In their review of the play, Arts City Liverpool claimed "All You Need is LSD is quite a party – complete with mind-bending moments and a starring role for a pat of Lurpak butter. It’s a history lesson full of knowing nods and arch asides, and a cerebrally entertaining romp through the Technicolor tale of “the most interesting drug of all time."

Mark Fisher of The Guardian said Butler's play is "a formal departure from his customary narrative style to fashion a self-aware theatrical collage full of postmodern meta-commentary."

Matt Truman, writing for the New York Times, wrote that “All You Need Is LSD" unfolds as a potted history of LSD — a magical mystery tour. The structure is slippery, freewheeling and associative, with scenes folding back on themselves and historical figures popping up out of the blue."

The Reviews Hub described the play as "a trippy stream-of-consciousness flitting from place to place and character to character, assisted by imaginative direction from Paul Hunter & Stephen Harper. It gleefully smashes the fourth wall and congratulates itself un-self-consciously as it does so."

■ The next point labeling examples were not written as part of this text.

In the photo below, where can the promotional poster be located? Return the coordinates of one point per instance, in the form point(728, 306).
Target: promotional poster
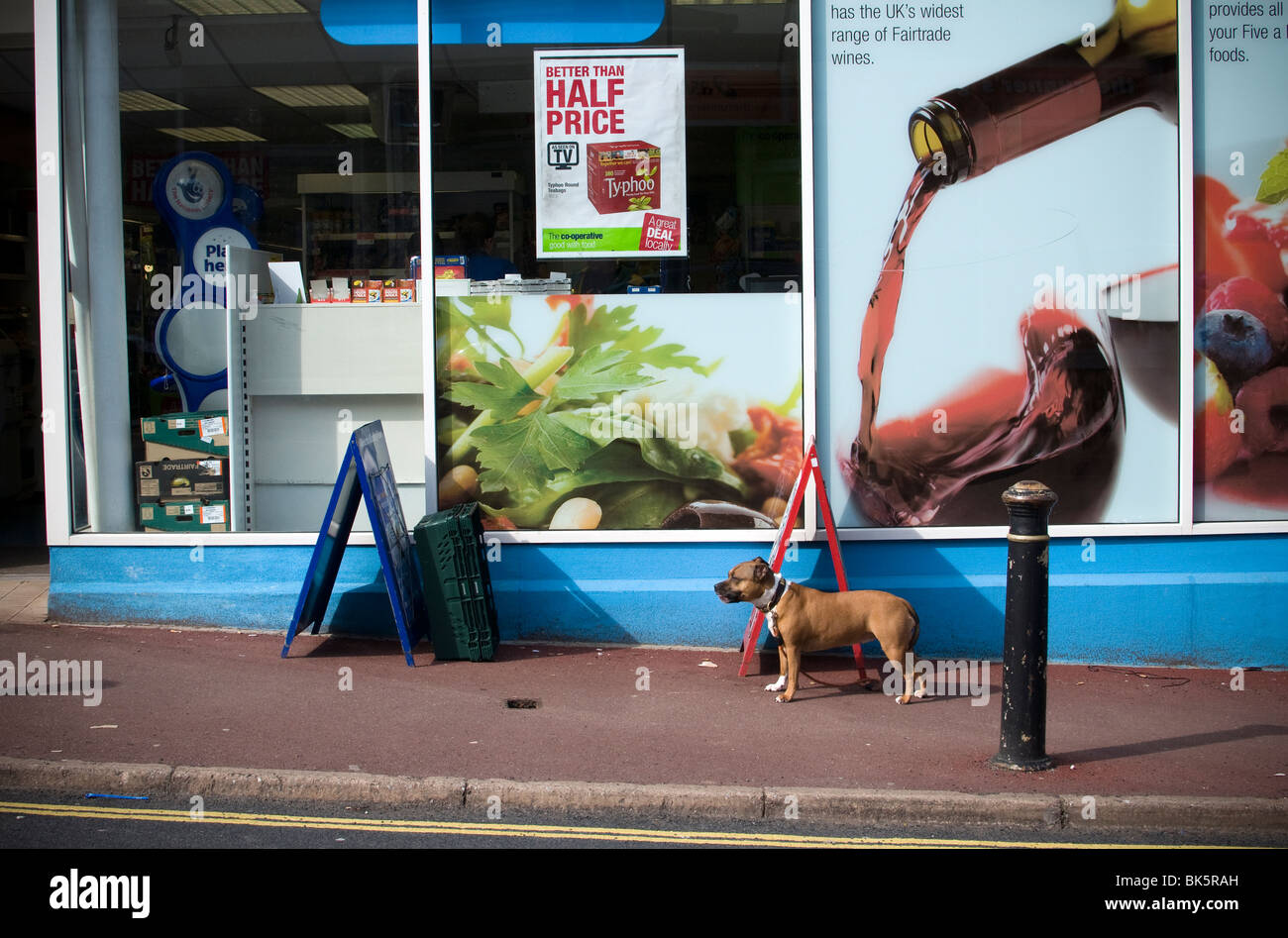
point(999, 244)
point(610, 153)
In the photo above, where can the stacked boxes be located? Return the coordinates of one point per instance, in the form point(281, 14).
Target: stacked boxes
point(623, 176)
point(183, 482)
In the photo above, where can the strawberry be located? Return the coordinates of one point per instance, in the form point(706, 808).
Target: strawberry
point(1263, 401)
point(1216, 445)
point(1215, 247)
point(1256, 299)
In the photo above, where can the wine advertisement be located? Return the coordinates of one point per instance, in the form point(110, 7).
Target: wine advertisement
point(609, 151)
point(999, 227)
point(1240, 261)
point(634, 412)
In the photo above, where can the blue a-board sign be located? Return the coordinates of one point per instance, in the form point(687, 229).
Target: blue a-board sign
point(366, 474)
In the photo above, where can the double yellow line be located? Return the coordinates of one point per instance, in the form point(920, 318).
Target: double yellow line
point(494, 829)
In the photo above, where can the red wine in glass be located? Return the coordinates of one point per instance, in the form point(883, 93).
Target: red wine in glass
point(1064, 410)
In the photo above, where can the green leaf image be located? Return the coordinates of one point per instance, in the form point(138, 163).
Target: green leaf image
point(1274, 180)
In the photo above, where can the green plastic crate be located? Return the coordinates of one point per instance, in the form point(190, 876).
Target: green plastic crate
point(458, 585)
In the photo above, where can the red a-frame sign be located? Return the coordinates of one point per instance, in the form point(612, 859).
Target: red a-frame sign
point(809, 469)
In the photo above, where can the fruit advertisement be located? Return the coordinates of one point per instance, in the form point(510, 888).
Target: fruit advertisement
point(997, 196)
point(609, 153)
point(1240, 263)
point(635, 412)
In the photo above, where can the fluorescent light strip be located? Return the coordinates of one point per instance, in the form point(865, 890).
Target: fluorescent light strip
point(314, 95)
point(355, 131)
point(146, 101)
point(240, 8)
point(210, 134)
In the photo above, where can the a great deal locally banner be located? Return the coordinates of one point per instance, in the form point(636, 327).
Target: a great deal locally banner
point(610, 174)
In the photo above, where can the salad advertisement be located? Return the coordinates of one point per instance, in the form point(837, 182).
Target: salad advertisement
point(636, 412)
point(997, 196)
point(609, 153)
point(1240, 263)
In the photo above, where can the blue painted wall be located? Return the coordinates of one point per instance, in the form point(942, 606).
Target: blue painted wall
point(1214, 602)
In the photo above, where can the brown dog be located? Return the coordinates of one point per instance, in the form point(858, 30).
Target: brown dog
point(807, 620)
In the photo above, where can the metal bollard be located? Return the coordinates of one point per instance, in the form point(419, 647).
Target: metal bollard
point(1025, 633)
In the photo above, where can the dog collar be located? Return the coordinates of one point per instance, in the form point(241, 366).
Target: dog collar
point(780, 589)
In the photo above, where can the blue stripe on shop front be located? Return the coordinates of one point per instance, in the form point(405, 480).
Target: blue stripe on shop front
point(1215, 602)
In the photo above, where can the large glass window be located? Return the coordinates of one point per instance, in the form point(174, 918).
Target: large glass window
point(618, 264)
point(250, 155)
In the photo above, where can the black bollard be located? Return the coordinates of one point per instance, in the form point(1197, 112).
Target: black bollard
point(1024, 658)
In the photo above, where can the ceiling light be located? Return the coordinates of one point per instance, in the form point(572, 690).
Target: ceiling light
point(146, 101)
point(210, 134)
point(316, 95)
point(240, 8)
point(355, 131)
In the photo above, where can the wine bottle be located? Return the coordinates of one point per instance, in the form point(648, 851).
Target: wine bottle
point(1128, 62)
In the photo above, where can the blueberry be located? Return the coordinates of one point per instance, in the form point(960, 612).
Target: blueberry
point(1236, 342)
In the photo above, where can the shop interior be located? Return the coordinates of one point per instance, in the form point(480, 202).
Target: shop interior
point(321, 140)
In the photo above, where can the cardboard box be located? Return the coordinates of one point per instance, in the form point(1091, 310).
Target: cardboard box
point(184, 436)
point(625, 175)
point(184, 517)
point(181, 479)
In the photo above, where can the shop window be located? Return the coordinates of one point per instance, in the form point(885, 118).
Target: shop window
point(621, 188)
point(188, 132)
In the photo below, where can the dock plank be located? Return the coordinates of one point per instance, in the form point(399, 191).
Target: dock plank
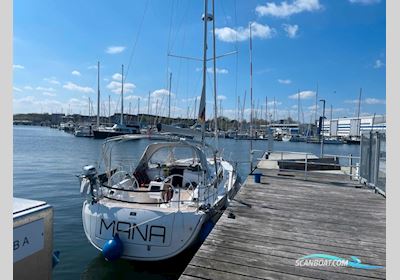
point(286, 217)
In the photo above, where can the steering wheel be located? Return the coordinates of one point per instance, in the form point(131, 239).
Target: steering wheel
point(122, 175)
point(188, 191)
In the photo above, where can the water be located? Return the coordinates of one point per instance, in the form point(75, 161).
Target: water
point(46, 162)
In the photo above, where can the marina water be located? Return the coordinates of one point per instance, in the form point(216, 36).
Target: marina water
point(46, 162)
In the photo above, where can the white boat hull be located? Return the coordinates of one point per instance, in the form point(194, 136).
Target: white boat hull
point(146, 234)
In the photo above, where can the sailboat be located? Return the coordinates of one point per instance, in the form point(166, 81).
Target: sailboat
point(103, 132)
point(164, 204)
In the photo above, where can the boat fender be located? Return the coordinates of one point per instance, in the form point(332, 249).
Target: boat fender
point(55, 258)
point(205, 230)
point(112, 249)
point(168, 193)
point(85, 186)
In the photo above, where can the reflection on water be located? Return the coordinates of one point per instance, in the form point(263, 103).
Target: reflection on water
point(99, 268)
point(46, 162)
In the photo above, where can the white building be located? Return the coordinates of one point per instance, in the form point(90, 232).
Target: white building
point(347, 127)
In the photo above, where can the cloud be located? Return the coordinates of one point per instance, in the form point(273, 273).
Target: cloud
point(159, 93)
point(134, 97)
point(115, 49)
point(271, 103)
point(285, 9)
point(52, 80)
point(75, 87)
point(378, 64)
point(374, 101)
point(211, 70)
point(284, 81)
point(368, 101)
point(49, 94)
point(365, 2)
point(117, 76)
point(227, 34)
point(303, 95)
point(45, 89)
point(18, 66)
point(115, 87)
point(17, 89)
point(291, 30)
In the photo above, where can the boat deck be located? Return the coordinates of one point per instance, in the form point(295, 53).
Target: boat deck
point(268, 226)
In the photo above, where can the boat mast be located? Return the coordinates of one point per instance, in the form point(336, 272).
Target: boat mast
point(98, 94)
point(169, 97)
point(358, 114)
point(109, 108)
point(251, 89)
point(215, 82)
point(202, 106)
point(122, 96)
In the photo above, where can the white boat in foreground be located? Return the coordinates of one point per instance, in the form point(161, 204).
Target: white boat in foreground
point(160, 207)
point(156, 209)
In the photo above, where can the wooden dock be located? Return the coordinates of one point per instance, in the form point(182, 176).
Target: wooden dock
point(285, 218)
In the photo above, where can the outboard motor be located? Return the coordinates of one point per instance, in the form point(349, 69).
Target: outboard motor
point(88, 180)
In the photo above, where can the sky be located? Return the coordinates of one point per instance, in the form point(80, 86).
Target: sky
point(299, 47)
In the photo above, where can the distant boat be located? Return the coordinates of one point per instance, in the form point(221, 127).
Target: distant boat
point(286, 138)
point(84, 131)
point(333, 140)
point(116, 130)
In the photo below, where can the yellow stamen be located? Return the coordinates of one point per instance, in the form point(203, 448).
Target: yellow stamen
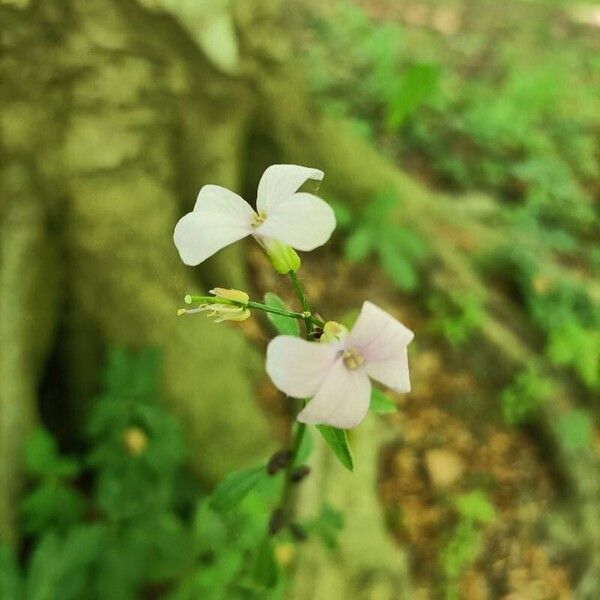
point(258, 219)
point(352, 359)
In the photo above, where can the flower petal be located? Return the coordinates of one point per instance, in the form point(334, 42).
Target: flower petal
point(382, 340)
point(377, 335)
point(280, 182)
point(298, 367)
point(392, 373)
point(302, 221)
point(343, 399)
point(220, 217)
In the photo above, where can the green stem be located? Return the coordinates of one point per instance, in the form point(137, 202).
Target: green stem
point(286, 502)
point(308, 319)
point(256, 305)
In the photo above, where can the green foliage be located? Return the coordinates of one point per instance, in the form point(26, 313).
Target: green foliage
point(576, 430)
point(283, 325)
point(327, 526)
point(475, 506)
point(465, 543)
point(235, 487)
point(415, 85)
point(515, 119)
point(456, 315)
point(11, 580)
point(336, 439)
point(125, 521)
point(53, 502)
point(579, 347)
point(525, 394)
point(265, 571)
point(398, 249)
point(381, 404)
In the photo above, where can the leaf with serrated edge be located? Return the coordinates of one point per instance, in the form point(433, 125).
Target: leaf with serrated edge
point(336, 439)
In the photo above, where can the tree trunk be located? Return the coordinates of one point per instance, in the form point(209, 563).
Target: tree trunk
point(114, 113)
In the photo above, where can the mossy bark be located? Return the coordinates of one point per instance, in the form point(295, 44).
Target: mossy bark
point(111, 121)
point(114, 112)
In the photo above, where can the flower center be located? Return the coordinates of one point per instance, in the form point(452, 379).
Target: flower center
point(258, 219)
point(352, 358)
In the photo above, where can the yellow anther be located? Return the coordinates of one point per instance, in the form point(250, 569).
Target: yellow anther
point(135, 440)
point(353, 359)
point(231, 294)
point(332, 331)
point(258, 219)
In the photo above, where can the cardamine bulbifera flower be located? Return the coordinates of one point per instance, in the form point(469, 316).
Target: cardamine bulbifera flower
point(285, 219)
point(336, 374)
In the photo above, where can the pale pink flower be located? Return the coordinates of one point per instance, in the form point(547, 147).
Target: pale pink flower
point(285, 216)
point(336, 375)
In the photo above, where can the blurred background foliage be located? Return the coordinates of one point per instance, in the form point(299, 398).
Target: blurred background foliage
point(460, 145)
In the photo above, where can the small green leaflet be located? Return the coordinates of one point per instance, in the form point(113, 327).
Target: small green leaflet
point(283, 325)
point(381, 404)
point(336, 439)
point(235, 487)
point(305, 448)
point(265, 571)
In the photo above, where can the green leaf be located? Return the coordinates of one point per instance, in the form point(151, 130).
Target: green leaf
point(41, 452)
point(336, 439)
point(398, 269)
point(476, 507)
point(11, 582)
point(576, 430)
point(265, 571)
point(305, 448)
point(358, 245)
point(283, 325)
point(235, 487)
point(418, 83)
point(343, 215)
point(381, 404)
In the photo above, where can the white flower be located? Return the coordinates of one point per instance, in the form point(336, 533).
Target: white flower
point(285, 216)
point(336, 374)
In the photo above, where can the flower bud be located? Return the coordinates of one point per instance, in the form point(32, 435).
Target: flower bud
point(283, 257)
point(135, 440)
point(333, 331)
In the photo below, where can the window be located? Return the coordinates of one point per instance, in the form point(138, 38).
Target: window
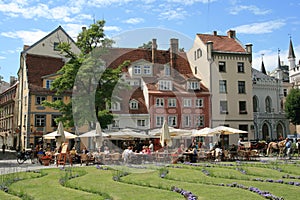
point(134, 104)
point(222, 66)
point(53, 122)
point(199, 53)
point(187, 102)
point(172, 120)
point(147, 70)
point(141, 122)
point(241, 68)
point(137, 70)
point(167, 70)
point(165, 85)
point(241, 87)
point(186, 121)
point(115, 123)
point(223, 86)
point(171, 102)
point(268, 103)
point(159, 102)
point(193, 85)
point(48, 83)
point(199, 121)
point(159, 121)
point(56, 99)
point(242, 107)
point(223, 107)
point(199, 103)
point(284, 92)
point(255, 104)
point(40, 120)
point(115, 106)
point(55, 46)
point(39, 100)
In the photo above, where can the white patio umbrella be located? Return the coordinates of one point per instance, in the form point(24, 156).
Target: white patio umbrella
point(202, 132)
point(98, 138)
point(126, 134)
point(165, 137)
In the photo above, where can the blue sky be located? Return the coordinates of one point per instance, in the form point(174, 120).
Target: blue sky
point(268, 25)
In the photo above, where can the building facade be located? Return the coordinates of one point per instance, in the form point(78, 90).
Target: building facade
point(224, 67)
point(39, 64)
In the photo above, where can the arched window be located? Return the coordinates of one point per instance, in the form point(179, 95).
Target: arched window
point(268, 103)
point(255, 104)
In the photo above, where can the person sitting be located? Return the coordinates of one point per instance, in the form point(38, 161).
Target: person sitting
point(288, 145)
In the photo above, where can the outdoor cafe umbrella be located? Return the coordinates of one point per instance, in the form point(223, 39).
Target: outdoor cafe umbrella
point(165, 137)
point(126, 134)
point(98, 138)
point(202, 132)
point(224, 130)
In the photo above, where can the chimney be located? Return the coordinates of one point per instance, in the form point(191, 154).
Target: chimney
point(173, 51)
point(209, 50)
point(231, 34)
point(154, 48)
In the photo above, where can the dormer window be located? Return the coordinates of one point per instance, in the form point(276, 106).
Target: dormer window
point(167, 70)
point(115, 106)
point(137, 69)
point(193, 85)
point(165, 85)
point(134, 104)
point(48, 83)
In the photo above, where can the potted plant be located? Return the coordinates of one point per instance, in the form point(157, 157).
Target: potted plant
point(46, 160)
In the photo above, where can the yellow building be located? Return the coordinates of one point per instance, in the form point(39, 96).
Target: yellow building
point(39, 64)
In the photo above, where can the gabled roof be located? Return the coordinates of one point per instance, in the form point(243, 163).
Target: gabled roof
point(27, 48)
point(223, 43)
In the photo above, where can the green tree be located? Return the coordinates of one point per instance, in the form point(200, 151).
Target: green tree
point(292, 106)
point(87, 79)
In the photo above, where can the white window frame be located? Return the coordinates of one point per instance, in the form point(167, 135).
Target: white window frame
point(147, 70)
point(115, 106)
point(48, 83)
point(187, 102)
point(134, 104)
point(141, 122)
point(187, 121)
point(172, 120)
point(159, 120)
point(137, 69)
point(159, 102)
point(199, 120)
point(165, 85)
point(199, 103)
point(194, 85)
point(172, 102)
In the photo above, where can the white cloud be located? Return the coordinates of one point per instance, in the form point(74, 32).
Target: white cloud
point(173, 14)
point(190, 2)
point(260, 28)
point(112, 28)
point(253, 9)
point(66, 13)
point(28, 37)
point(135, 20)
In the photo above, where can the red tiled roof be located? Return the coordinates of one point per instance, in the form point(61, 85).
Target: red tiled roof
point(222, 43)
point(39, 66)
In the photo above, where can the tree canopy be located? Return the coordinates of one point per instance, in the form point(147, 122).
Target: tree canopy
point(86, 77)
point(292, 106)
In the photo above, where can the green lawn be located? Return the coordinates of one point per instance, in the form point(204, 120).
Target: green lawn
point(205, 180)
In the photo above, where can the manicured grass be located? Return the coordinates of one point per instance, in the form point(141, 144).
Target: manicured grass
point(205, 180)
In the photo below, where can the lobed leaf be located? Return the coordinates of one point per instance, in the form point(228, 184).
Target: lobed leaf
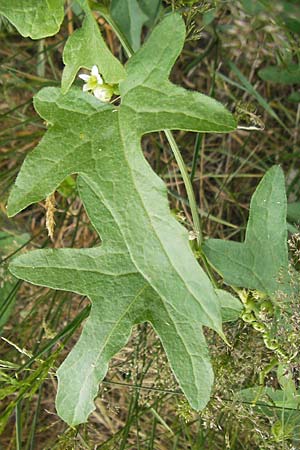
point(76, 56)
point(34, 18)
point(144, 270)
point(261, 262)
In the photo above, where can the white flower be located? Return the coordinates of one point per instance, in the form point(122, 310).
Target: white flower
point(94, 83)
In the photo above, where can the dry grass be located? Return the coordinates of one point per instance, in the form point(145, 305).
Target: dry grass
point(139, 405)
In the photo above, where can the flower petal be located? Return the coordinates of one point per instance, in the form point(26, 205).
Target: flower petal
point(84, 77)
point(99, 79)
point(102, 94)
point(95, 71)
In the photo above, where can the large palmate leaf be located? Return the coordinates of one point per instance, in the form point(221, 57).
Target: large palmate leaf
point(131, 15)
point(261, 262)
point(76, 55)
point(34, 18)
point(144, 270)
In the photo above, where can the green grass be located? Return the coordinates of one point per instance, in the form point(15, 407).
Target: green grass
point(139, 405)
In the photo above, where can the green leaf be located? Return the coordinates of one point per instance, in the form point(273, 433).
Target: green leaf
point(144, 269)
point(77, 56)
point(131, 15)
point(231, 307)
point(294, 97)
point(10, 242)
point(34, 18)
point(283, 75)
point(293, 212)
point(262, 260)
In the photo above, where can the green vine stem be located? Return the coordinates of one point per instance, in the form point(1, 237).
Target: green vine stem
point(182, 167)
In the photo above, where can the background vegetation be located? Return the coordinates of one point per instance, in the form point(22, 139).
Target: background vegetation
point(228, 46)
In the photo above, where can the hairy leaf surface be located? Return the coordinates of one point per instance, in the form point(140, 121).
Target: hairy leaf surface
point(144, 270)
point(77, 56)
point(34, 18)
point(131, 15)
point(260, 262)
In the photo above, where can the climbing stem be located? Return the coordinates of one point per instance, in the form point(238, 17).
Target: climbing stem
point(188, 186)
point(182, 167)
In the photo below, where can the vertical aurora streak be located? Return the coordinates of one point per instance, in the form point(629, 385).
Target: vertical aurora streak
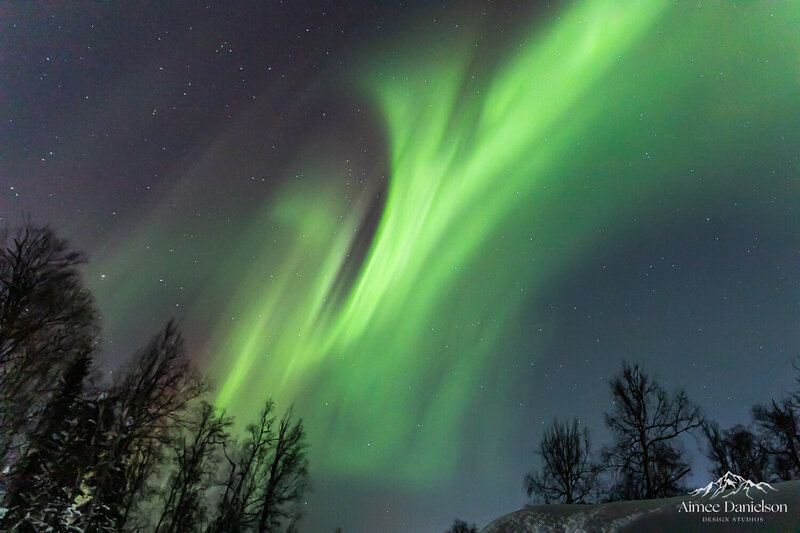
point(496, 186)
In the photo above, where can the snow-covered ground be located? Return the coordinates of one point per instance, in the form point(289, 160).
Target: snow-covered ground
point(731, 511)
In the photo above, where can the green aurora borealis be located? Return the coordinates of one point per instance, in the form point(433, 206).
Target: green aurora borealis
point(532, 161)
point(506, 166)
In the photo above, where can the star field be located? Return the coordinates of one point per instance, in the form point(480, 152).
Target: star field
point(432, 228)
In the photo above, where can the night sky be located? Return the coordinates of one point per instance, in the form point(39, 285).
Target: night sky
point(434, 227)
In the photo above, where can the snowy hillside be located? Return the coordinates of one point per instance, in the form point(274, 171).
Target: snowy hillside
point(731, 511)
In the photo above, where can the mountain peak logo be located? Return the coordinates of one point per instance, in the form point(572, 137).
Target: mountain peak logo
point(733, 483)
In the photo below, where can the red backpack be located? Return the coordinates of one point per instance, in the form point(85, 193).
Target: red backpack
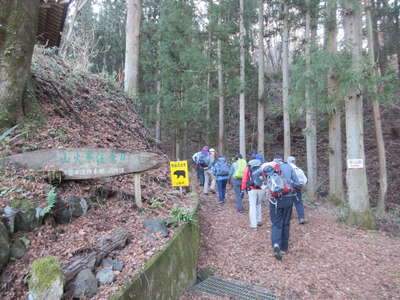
point(276, 183)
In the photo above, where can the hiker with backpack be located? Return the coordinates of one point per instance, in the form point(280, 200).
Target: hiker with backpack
point(235, 177)
point(209, 178)
point(303, 181)
point(201, 160)
point(220, 170)
point(252, 182)
point(281, 184)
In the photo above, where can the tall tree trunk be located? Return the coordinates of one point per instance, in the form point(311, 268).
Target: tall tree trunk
point(311, 113)
point(335, 132)
point(220, 99)
point(285, 82)
point(134, 11)
point(261, 100)
point(78, 5)
point(208, 101)
point(242, 120)
point(158, 110)
point(356, 177)
point(377, 114)
point(18, 27)
point(397, 29)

The Stage remarked "though it’s something of a muddle, there’s a coherent conceit behind Leo Butler’s new comedy. We get the Swiss scientist Albert Hofmann discovering the drug in 1938 and promptly tripping his nuts off. We get iconic American psychologist Timothy Leary – a yodelling, hyperactive Jack Hunter – protesting about its criminalisation. We even get Butler himself – gender-swapped, and played with spaced-out friendliness by Annie Fitzmaurice – weaving in his own experiences with acid throughout. There’s also the moving LSD-alleviated death of Aldous Huxley, plenty of Alice in Wonderland bits, and even an extended Doctor Who adventure into the future to finish."